The Tie2 receptor is a cell surface tyrosine kinase receptor expressed almost exclusively in endothelial cells, where it is mainly implicated in angiogenesis. Indeed, Tie2 has been related to various pathologies with vascular defects such as pulmonary hypertension, diabetes retinopathy and tumour growth. Tie2 activation and function is regulated in a complex manner by multiple factors that are still being investigated. For instance, after activation by the agonistic ligand Angiopoietin-1 (Ang1), Tie2 is internalised in cells by endocytic mechanisms that are yet to be fully characterised. As it has been shown that endocytosis can play a regulatory role in signalling, our hypothesis is that the endocytosis of Tie2 may also be important in the regulation of its activity and cellular output. Therefore, we decided to characterise the endocytic mechanisms involved in the internalisation of Tie2 to determine whether endocytosis can be a regulator of Tie2 signalling.

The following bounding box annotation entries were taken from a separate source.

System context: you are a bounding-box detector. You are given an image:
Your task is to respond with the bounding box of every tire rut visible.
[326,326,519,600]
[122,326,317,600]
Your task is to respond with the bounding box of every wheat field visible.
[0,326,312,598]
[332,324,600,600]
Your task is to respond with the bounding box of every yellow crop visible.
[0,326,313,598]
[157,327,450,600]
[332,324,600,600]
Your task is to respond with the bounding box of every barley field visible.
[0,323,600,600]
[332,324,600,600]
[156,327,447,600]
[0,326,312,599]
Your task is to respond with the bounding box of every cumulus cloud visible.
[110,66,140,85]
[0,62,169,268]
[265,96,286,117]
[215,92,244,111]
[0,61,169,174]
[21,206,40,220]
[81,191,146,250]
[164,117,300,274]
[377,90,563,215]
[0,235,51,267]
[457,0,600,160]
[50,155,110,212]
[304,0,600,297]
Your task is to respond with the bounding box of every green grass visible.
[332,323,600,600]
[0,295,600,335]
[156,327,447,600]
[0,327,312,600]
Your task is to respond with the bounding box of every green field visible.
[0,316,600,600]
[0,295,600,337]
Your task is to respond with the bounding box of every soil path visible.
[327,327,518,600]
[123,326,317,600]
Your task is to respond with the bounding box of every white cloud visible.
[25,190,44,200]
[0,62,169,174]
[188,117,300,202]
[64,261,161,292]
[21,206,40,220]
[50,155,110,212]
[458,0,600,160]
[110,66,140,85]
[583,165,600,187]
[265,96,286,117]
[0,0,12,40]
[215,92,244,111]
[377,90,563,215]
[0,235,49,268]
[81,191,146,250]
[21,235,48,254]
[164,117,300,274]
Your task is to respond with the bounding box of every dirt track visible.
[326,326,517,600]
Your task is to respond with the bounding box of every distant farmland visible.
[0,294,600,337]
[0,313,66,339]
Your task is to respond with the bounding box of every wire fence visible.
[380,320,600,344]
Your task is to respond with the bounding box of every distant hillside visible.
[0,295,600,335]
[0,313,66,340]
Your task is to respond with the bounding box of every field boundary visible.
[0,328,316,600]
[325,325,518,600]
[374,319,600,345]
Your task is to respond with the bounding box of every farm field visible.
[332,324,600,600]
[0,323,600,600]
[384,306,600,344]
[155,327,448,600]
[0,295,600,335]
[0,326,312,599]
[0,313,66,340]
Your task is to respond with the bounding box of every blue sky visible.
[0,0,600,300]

To facilitate the study of Tie2 we created a HeLa cell line with inducible expression of a Tie2FLAG receptor that reflects expression levels of endogenous Tie2 in Human Umbilical Vein Endothelial Cells (HUVECs). HUVECs were isolated from umbilical cords anonymously donated in the Sheffield Hallamshire Hospital. To study the endocytosis of Tie2 receptor we developed a cell immunofluorescence-based internalisation assay to quantify the amount of internalised agonistic ligand Ang1 in a High Throughput Screening format (HTS).

Using the HTS internalisation assay we screened in HeLa/Tie2FLAG cells a library of siRNAs targeting a selection of proteins involved in membrane trafficking. A selection of hits were selected for a secondary screen using different siRNAs and a pilot validation screen was performed using HUVECs. Interestingly, components of both clathrin-dependent and independent internalisation such as clathrin, AP2 subunits or caveolins were highlighted as potential regulators of the membrane trafficking of Tie2. Remarkably, the most robust hits along the different screens were two subunits of the actin related protein 2/3 complex (ARP2/3) and the GTP binding proteins Dnm2 and Rac1. Along with Rac1, the Rac1-activated kinase Pak1 was also highlighted as a potential regulator of the internalisation of Tie2.

It was especially relevant to find Rac1 as a robust potential modulator of the internalisation of Tie2, as Rac1 is activated by the signalling cascade triggered by Tie2 phosphorylation and it is implicated in physiological and cancer angiogenesis. This result highlights a potential cross-talk between the endocytosis and signalling of Tie2 that we believe needs to be further investigated.